NeurIPS 2020

SURF: A Simple, Universal, Robust, Fast Distribution Learning Algorithm

Review 1

Summary and Contributions: The article focuses on density estimation in $\mathbb R$. The authors develop an adaptive estimator based on an local polynomials estimator. In particular, the authors improve the results of "Sample-optimal density estimation in nearly-linear time" in several aspects: - They improve the constant factor in front of the bias term when the degree of polynomials is smaller than $d=8$. - They improve the time complexity. - They obtain an adaptive procedure allowing to choose the number of local polynomials (which is the main advantage of this procedure). - The computations can be distributed. The theoretical results are accompanied with interesting simulations. UPDATE: I would like to thank the authors for their feedback. However, it does not change my evaluation of the paper.

Strengths: The strenghts of their procedure is both practical an theoretical: - Theory: (See contributions) - Practice: The computations may be distributed The main advantage is that the procedure is adaptive with respect to the number of local polynomials, which is not the case of "Sample-optimal density estimation in nearly-linear time". Consequently the result can be used in the same manner when the density is either log-concave or either a mixture of Poisson distributions (for examples) .

Weaknesses: Theoretically, it could be possible to use the results from "Sample-optimal density estimation in nearly-linear time" and a cross validation to obtain an adaptive procedure with respect to the number of local polynomials (this is claimed by the authors). It leads to a factor 15 in front of the bias term. However their residual term would be smaller than the one presented in this article. Consequently, when the bias is small, the advantage of the procedure is limited. Since local polynomials have a good representation power, in practice, the bias may be smaller than the residual term, limiting the usefulness of the paper. That's why you should other examples examples in the paper. You present only the problem of learning Gaussiant densities.

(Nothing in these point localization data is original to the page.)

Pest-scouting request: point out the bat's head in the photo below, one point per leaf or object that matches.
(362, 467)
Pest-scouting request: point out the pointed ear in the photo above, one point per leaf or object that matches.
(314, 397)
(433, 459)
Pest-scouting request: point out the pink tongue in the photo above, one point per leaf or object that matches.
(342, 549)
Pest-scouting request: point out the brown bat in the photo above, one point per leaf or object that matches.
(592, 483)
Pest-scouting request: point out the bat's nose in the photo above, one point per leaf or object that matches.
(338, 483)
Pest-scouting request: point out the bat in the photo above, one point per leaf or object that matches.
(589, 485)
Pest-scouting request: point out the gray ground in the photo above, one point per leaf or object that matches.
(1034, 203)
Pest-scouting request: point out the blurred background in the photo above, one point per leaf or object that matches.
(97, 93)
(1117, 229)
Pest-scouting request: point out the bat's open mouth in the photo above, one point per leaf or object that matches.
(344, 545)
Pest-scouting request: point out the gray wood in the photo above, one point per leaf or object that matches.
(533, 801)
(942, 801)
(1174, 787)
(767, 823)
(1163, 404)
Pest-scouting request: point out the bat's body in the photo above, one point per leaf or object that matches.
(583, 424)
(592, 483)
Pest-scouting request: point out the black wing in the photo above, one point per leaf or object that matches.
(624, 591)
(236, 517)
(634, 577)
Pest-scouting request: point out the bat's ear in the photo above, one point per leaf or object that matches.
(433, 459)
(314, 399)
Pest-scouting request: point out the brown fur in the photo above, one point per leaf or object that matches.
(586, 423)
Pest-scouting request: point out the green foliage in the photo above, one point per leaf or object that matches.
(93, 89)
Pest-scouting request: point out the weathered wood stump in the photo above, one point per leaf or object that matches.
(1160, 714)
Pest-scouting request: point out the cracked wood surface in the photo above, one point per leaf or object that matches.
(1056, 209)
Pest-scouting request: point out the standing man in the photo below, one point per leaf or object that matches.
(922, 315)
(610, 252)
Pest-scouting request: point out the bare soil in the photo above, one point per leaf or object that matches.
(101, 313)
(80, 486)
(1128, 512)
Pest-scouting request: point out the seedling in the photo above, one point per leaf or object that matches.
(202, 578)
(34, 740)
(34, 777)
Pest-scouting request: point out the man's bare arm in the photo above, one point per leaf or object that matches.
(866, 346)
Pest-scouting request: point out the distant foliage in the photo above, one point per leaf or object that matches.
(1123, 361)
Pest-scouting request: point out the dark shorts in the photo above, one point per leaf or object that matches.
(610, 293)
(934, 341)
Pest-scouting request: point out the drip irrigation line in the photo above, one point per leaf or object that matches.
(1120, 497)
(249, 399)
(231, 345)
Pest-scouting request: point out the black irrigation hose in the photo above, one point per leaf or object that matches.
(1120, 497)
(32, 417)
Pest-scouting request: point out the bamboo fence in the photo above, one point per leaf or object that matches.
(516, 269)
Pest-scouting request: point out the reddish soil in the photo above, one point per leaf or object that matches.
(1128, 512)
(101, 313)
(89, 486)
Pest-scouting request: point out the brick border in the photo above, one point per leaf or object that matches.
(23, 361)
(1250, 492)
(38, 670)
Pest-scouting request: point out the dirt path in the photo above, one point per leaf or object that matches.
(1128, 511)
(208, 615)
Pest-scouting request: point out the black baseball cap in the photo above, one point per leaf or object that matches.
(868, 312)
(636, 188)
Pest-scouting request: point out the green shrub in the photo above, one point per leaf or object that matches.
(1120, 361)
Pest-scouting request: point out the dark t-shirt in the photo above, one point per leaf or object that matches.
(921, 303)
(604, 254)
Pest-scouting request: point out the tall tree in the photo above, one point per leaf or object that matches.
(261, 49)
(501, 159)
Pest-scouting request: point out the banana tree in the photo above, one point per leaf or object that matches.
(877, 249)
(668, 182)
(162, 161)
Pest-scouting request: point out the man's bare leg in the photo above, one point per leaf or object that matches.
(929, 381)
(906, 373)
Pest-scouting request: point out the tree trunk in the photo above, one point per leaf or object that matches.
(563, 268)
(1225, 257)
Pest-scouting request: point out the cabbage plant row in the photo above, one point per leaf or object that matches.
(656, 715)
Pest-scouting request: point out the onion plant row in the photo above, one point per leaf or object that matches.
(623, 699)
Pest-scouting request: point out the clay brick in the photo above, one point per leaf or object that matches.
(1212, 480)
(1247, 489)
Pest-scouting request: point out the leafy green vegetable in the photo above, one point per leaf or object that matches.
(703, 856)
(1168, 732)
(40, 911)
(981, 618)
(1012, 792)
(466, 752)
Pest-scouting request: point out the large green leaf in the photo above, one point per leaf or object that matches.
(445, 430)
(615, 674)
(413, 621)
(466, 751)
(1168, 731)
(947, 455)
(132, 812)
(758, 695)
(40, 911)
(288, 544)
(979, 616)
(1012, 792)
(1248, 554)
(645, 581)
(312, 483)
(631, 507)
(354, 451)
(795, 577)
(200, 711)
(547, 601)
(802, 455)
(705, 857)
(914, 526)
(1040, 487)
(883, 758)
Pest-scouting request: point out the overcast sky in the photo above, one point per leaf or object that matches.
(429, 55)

Correctness: I have a little concern about Corollary 3. In the proof of Corollary 3 you choose $\alpha \rightarrow \infty$. Consequently, Corollary 3 is wrong. It does not holds for any $\alpha \geq 2$. Moreover, something is unclear for me. Such a choice of $\alpha$ leads to $\gamma \rightarrow \infty$ and thus a choice of always merging ... There is something weird, here don't you think ? It's because for large $\alpha$ the residual term explodes. There is a trade-off to precise !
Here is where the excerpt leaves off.